Кончилась практика; после нее посещение лекций казалось удивительно несложным делом. Дни мчались один за другим без оглядки и внезапно очутились у порога: экзамены, экзамены, сессия! Некогда любить, некогда горевать, некогда ссориться — надо закрутить голову полотенцем, чтобы не разлетались утлые мысли, и зубрить. Философия, теория литературы, история литературного языка... боже мой, история языка у Гатеева, да это же зарез, провал, погибель! Не у Гатеева, а у Эльснера! Да что вы, товарищи, Эльснер же заболел... У Гатеева, братцы, как ошибся на каком-нибудь дохлом ударении, тут и аминь — пойдет гонять по всему курсу! А Белецкий? А вообще?..

Непонятно, как и выжили, но все-таки выжили. В двадцать третьей комнате тоже все были живы, хотя Кая чуть не застряла, еле-еле выплыла на троечках.

Фаина блестяще сдала экзамен у Алексея Павловича, и это был единственный день за всю сессию, когда она с ним виделась. Благодарю за такую встречу: билет в руках, ноги подкашиваются, во рту сохнет. А холодный взгляд экзаменатора едва прикасается к лицу Фаины Костровой, очередной студентки, — сколько там их еще осталось, этих наскучивших студенток? Пять... шесть... восемь... Дайте, пожалуйста, зачетную книжку...

«Дорогой папа, дорогая тетя Настя, я уже переписываю начисто дипломную. Домой приеду только весной, после государственных, но зато уж останусь на целое лето. Сейчас работы много, каждый день хожу в библиотеку...»
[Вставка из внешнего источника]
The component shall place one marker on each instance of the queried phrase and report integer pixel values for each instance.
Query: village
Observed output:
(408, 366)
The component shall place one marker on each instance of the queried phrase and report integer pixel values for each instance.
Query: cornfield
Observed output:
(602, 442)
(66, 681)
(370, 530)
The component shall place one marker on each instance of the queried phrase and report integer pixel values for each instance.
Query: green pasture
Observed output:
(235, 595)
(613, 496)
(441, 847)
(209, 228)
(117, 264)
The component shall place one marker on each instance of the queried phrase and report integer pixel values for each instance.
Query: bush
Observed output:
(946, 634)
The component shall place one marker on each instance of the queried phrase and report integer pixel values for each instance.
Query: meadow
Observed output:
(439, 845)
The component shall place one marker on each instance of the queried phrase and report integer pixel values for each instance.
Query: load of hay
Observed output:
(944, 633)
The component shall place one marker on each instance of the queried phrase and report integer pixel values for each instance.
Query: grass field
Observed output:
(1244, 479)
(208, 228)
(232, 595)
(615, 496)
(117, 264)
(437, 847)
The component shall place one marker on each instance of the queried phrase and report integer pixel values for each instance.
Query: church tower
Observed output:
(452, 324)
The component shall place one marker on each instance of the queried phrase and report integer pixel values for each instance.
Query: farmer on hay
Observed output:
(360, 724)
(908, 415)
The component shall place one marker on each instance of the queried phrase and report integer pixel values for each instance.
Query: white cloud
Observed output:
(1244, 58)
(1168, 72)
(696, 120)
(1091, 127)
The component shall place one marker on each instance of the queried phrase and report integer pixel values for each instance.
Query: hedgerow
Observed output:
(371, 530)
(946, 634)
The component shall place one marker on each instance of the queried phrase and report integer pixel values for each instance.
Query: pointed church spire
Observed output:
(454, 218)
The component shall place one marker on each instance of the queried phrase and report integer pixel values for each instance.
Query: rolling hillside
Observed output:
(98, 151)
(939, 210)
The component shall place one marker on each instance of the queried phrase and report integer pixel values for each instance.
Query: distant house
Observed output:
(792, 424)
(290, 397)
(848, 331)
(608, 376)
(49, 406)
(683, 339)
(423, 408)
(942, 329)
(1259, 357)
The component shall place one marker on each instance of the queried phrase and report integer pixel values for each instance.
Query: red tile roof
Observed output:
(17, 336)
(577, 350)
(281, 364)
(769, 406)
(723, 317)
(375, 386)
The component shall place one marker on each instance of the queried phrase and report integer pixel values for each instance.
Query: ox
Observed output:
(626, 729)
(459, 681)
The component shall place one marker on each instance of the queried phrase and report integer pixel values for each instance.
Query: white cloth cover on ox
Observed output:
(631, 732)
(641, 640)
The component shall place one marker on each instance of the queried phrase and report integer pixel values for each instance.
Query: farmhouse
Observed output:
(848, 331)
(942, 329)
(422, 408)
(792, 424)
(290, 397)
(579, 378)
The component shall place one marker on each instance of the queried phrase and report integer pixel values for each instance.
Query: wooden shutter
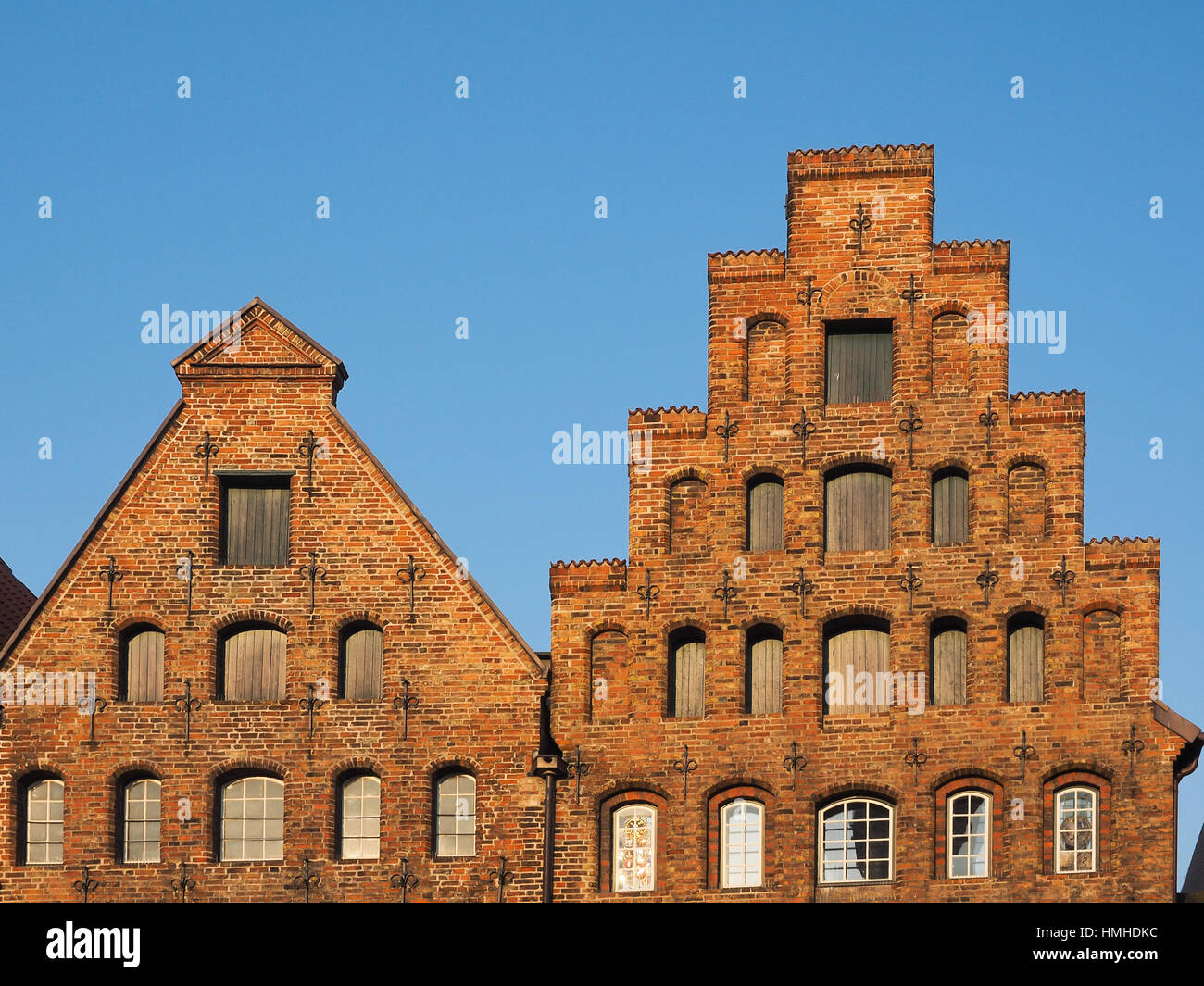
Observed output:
(765, 676)
(853, 653)
(689, 670)
(950, 509)
(859, 512)
(144, 666)
(765, 516)
(859, 364)
(949, 668)
(362, 665)
(257, 525)
(253, 669)
(1026, 665)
Знала Фаина, что, читая ее письмо, будет вздыхать и отец, и тетя Настя, но... надо же каждый день ходить в библиотеку.

Правда, ни разу не пошла она туда ни в четыре часа, ни в пять: в эти часы там бывал Алексей Павлович.

Кая уехала к матери, и, провожая ее, Фаина опять обеспокоилась: на автобусной станции появился какой-то наш современник с длинными сальными волосами — видимо, по уговору — и поехал вместе с Каей. Пусть бы ехал, но Кая опять неестественно смеялась и была непохожа на себя.

Однажды вечером Фаина заговорила о Кае с Ксенией. После истории с Вадимом их общение ограничивалось короткими фразами, без которых не обойтись, живя в одной комнате, — и сейчас Ксения, кажется, обрадовалась, решив, что все забыто и прощено. О том, что ей доверила Кая, Фаина умолчала, но Ксения и сама была догадлива. Зеленоватые глаза засветились, как у кошки, и, намолчавшись за время безмолвной ссоры, она с оживлением начала рассуждать о молодежи. Тон у нее при этом, как всегда, был такой, словно лично она не имеет отношения ни к молодежи, ни к человечеству вообще.

—      Честно говоря, Фаина, положение у вас ложное. Спорт и аскеза? Прелестно, в семнадцать лет спорт и аскеза, в восемнадцать спорт и аскеза, в девятнадцать, в двадцать, в двадцать один... но ведь природа может пробиться и сквозь спорт и сквозь аскезу. А что я могу вам рекомендовать? Ранний брак? А чем вы детей будете кормить? Вы же непременно начнете размножаться!